Elle chante. Elle hurle. Elle s’agite. Non, elle ne renoncera pas à ses projets et elle s’entêtera jusqu’au bout pour retrouver son heure de gloire qu’elle avait effleurée jadis, le temps d’une parenthèse enchantée.

Maintenant, tu es en cendres, en cendres, La mort c’est comme une chose impossible, Même pour toi qui es la vie même, Marcia.

Après s’être désaltérée avec une blonde bien fraîche, elle observe de loin Aurel avec tendresse. Ce n’est pas seulement le fait qu’elle ait goûté au succès pendant sa courte carrière de chanteuse de rock qui l’anime de tels projets. Elle n’avouera rien de plus à son arrière-petit-fils, car même si elle a confiance en lui, elle craint qu’il s’imagine le pire sur sa santé mentale. Pour le moment, elle tient à garder ses desseins comme un jardin secret inavouable, enfoui précieusement au fond d’elle. Haletante, elle retrouve, quelques minutes plus tard, le couple. Statiques comme des statues de pierre, ils arborent tous les deux une expression glacée d’épouvante.

 

— Oh, mes chéris ! Désolé ! Je ne vous ai même pas demandé ce que vous souhaitiez boire, s’excuse-t-elle d’un air folâtre. On a entre autres du jus bionatique aux algues, cent pour cent fabriqué par nos manteaux.

— Quoi ? Ne me dis pas que t’as accepté toute cette technologie intelligente qui va nous conduire vers la tombe plus vite que prévu, réagit fortement Aurel.

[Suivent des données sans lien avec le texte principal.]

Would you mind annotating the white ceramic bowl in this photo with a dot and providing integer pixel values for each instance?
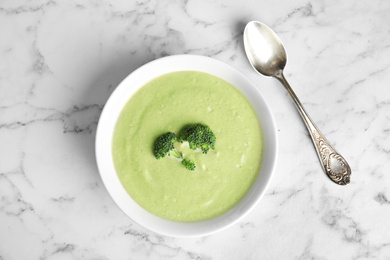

— Suivez-moi jusqu’au buffet, intime Simone sans prêter attention aux propos du trentenaire. J’ai préparé une excellente salade de criquets et des beignets aux grillons.

 

Depuis que Simone a troqué son régime végétarien contre une alimentation entomophage plus respectueuse de l’environnement, car selon ses dires, les insectes rejetteraient peu de gaz à effets de serre, son intérêt pour cette nouvelle cuisine ne cesse de croître.

 

— Il faut que je sorte du bocal, déclare pendant ce temps-là son arrière-petit-fils en examinant ses pieds.

 

Ses lèvres tremblent et son bégaiement le reprend.

 

— Il faut que je sorte du bocal, répète-t-il avec des yeux affolés.

 

Le front empourpré, il accapare la conversation en se lançant dans une tirade interminable, en accablant son arrière-grand-mère de reproches. Ce laïus de paroles le fatigue, mais c’est plus fort que lui. Ses lèvres se figent au milieu d’une phrase, puis il conclut sa logorrhée par une déclaration qu’il lance à contrecœur :

 

— Si tu n’es pas raisonnable, on sera obligé de te placer !

 

Simone pousse un long soupir d’agacement. Puis, d’un air rieur, elle songe à sa colocataire qui l’a incitée, dans la semaine, à essayer un sous-vêtement insolite. Elle plaide coupable.